En tous cas, merci, Jean, pour ce texte (et pour les autres).
Merci Jean !
C'est courageux d'avoir osé subir ce lamentable spectacle.
Alors encore merci pour ce résumé circonstancié ;-)
Jean, je t aime! Tu n aurais pas pu dire plus justement ce que je pense, et peut être plus encore. Merci!

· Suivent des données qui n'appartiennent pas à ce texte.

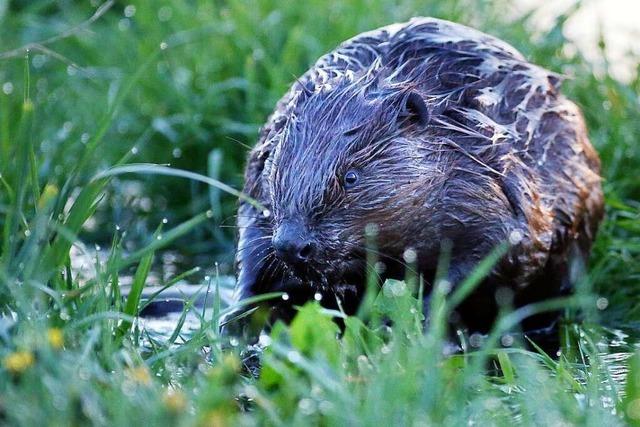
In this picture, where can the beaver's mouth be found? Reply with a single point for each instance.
(327, 274)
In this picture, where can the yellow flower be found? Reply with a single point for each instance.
(140, 375)
(175, 400)
(18, 361)
(56, 338)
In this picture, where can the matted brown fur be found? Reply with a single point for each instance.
(455, 137)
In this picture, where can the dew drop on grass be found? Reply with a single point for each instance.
(602, 303)
(264, 340)
(507, 340)
(164, 13)
(124, 24)
(476, 340)
(307, 406)
(129, 11)
(7, 88)
(294, 356)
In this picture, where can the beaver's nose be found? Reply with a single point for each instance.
(292, 244)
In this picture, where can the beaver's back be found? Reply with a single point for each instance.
(505, 115)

Hey ! comme Julia je dit !
Merci
"Florence Foster Jenkins privée de ses charmes amateurs"
pas mal :-)
Tout cela est admirablement synthétisé. Votre paragraphe sur Simon Leys, en particulier, et sur le contresens absolu commis sur ses propos par l'autre abruti mystique de marché, est savoureux. Merci pour ça.
Philippe Carles
Plutôt déconfit que déconfiné, la référence à Florence Foster Jenkins m'a ramené à une bouffée d'anamnèse : un documentaire radiophonique, entendu lors d'une soirée algéroise,
où voisinaient la terrible épouse de Frank Thornton (tiens, comme le très regretté Clifford !) Jenkins, John Coltrane (que je découvrais) et des échos new-yorkais signés George Russell (Manhattan, 1958). A suivre évidemment. Merci Jean.